A dieci anni dalla scomparsa del pittore ed incisore, il museo civico lo celebra con una mostra  
[ D 11 ] Angolo di giardino al sole di gennaio 1969 olio su tela cm 80x80 collezione privata
[ D 11 ] Angolo di giardino al sole di gennaio 1969 olio su tela cm 80x80 collezione privata
Francesco Piazza è stato un artista con una presenza discreta sulla scena cittadina, nonostante abbia vissuto a Treviso dagli anni cinquanta e i suoi dipinti e le sue incisioni siano state apprezzate all’estero e in molte città d’arte.


A dieci anni dalla sua scomparsa, il Museo Civico Luigi Bailo inaugurerà, venerdì 29 settembre alle ore 18, una retrospettiva, un tributo opportuno dunque, nelle sale rinnovate del piano terra.


La mostra è promossa dalla Fondazione Feder Piazza onlus, con il patrocinio del Comune e la partnership del Rotary Club di Treviso e rimarrà aperta fino al 12 novembre.


La Fondazione Feder Piazza, costituita nel 1989 per onorare l’impegno di educatrice della moglie e, poi, per promuovere l’opera dell’artista e progetti culturali, si trova in Strada dei Biscari, al numero 22, nella parte vecchia di Santa Bona, ed è la casa dove Francesco Piazza ha vissuto per molti anni e dove aveva il suo studio, immersa nella natura.


Un piccolo polmone verde resiliente al degrado ambientale, che ha costituito il suo microcosmo, fonte principale di meraviglia, di incanto e di riflessione.


La prima sezione della mostra è dedicata ai dipinti realizzati tra il 1954 e il 1995, che raffigurano paesaggi, nelle varie stagioni, fiori, come ortensie, gerani o il suggestivo glicine come un drappeggio; alberi, come il faggio a novembre, i ciliegi in fiore e i kaki luminosi in un giorno grigio; ma pure angoli abbandonati e umili del sottobosco.


Influenzato dal nonno materno, macchiaiolo, e dalla
palette
, come la chiamano inglesi e francesi, di Guglielmo Ciardi e di altri vedutisti di fine Òttocento e in certi momenti, dai prati di Klimt e di Monet, Francesco Piazza ha dato un’impronta singolare alla sua pittura, senza sconfinare nella pura decorazione, alla ricerca dell’essenza delle cose e del sacro e della bellezza della realizzazione.


E dunque, ierofania, ovvero manifestazione del sacro negli alberi, nelle foglie, nei fiori e nei frutti, ma pure negli anfratti illuminati della natura.


Nella seconda sezione della mostra sono esposte le acqueforti, dalle prove giovanili alle incisioni della maturità, che possono essere viste con degli appositi espositori, anche per investigarne il segno delle architetture cittadine, delle colline e dei vigneti, le luci intermedie e le scritte.

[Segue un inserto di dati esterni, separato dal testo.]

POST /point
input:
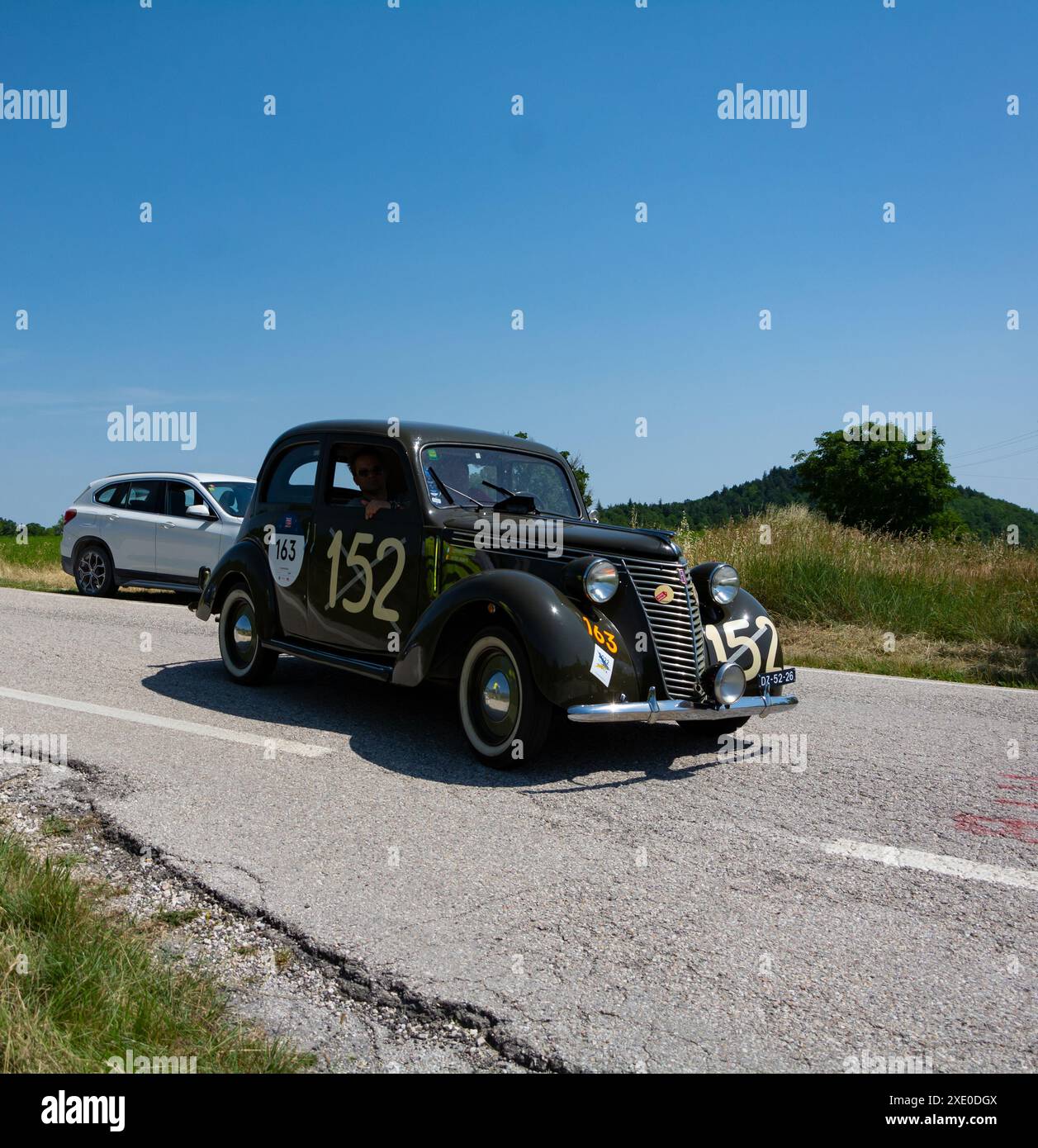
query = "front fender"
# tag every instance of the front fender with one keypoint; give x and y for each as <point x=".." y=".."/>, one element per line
<point x="552" y="629"/>
<point x="244" y="561"/>
<point x="742" y="632"/>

Da giovane, Francesco Piazza abitava vicino a Giovanni Barbisan, che proprio in quegli anni aveva trasformato la sua casa in un laboratorio di incisione, punto d’appoggio per giovani artisti, e così ha avuto la possibilità di sperimentare e di diventare un incisore di valore.


Disobbedendo alle sollecitazioni di Giovanni Comisso, che lo incitava ad abbondare il percorso artistico per la scrittura e la poesia, che invece ha praticato per tutta la sua vita.


Piazza è stato infatti anche un poeta, oltre che un educatore, e un volume di sue poesie, inedite, sarà presentato, a cura di Gian Domenico Mazzocato, all’interno della mostra, il 24 ottobre, alle ore 18.


E poiché la sua arte è stata un labirinto inestricabile di idee e visioni, domenica 29 ottobre, alle 16 e alle 19, Andrea Marcon, al clavicembalo, con Mauro Spinazzè al violino, e Massimo Racanelli, al violoncello, suoneranno Vivaldi e Bach, a stretto contatto e in dialogo con le opere dell’artista. (L’ingresso è libero con prenotazione obbligatoria).Le 39 acqueforti esposte e un’ulteriore serie dedicata alla città, con un dipinto a olio, saranno donate dalla Fondazione Feder Piazza al Comune e ai Musei civici.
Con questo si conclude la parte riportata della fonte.